Over the past two years, doctors have been testing different pain medicines and using anesthesia to block nerves during surgery.

Jason Zeeman was one of those patients.

Zeeman was first introduced to opioids 19 years ago, when he broke his back in a motorcycle accident.

Because of what he called an addiction, Zeeman said he spent over a decade locked up in jail.

“I’ve been in and out all kinds of recovery based rehab facilities,” Zeeman said.

The pills never took his pain away and the longer he was addicted, Zeeman said, the more he felt shame and guilt.

“You’ll do anything to get rid of that feeling,” said Zeeman. “It’s the worst feeling that I’ve ever felt.”

In November of 2019, Zeeman needed inguinal hernia surgery, but he never wanted to feel the way opioids made him feel, again.

Zeeman asked his doctors not to prescribe him opioids.

“I wanted to be able to have the tools to function and have resources to where I didn’t have to go back,” said Zeeman.

That’s when doctors offered to let Zeeman test their new, opioid-free surgery program.

Will Shakespeare, the medical director of surgical operations and anesthesiology for Intermountain Healthcare said they would use anesthesia to block Zeeman’s nerves.

“Similar to what you would get at the dentist, where they put numbing medicine around the area that they’re working, we do a targeted injection,” said Shakespeare.

In doing so, Shakespeare said they learned their patients were healing faster and feeling better.

Now, doctors have a new app for them and their patients to keep track of how many pills they’re taking.

Nathan Richards, the medical director for Intermountain Healthcare’s surgical specialties clinical program said the app shows the distribution of what patients are taking and what the average dosage is.

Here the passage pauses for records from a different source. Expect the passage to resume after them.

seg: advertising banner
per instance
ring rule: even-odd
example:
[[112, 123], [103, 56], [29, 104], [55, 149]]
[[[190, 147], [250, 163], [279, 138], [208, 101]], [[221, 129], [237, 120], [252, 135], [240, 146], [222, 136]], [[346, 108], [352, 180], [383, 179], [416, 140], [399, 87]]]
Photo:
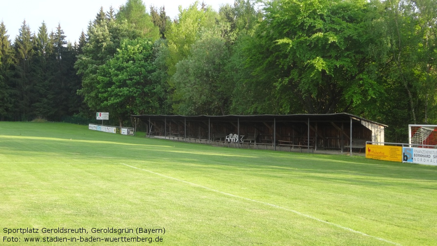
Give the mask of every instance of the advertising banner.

“Now, I could say write for six pills,” said Richards. “Instead of routinely writing for 30 to 40 tablets.”

Intermountain has reduced their opioid prescriptions by 7 million in two years.

A heartening number, knowing overdosing on prescription pills is still the leading cause of death, here in Utah.

The cost of opioid-free surgery inside the hospital is more expensive, but Richards said there is a quicker recovery time, no post-surgery prescriptions to purchase and ultimately, you feel better.

For Zeeman, it means living an addiction-free life.

“The best part is, you don’t have to worry about going and being able to do something,” said Zeeman. “You become active in all aspects of your own life.”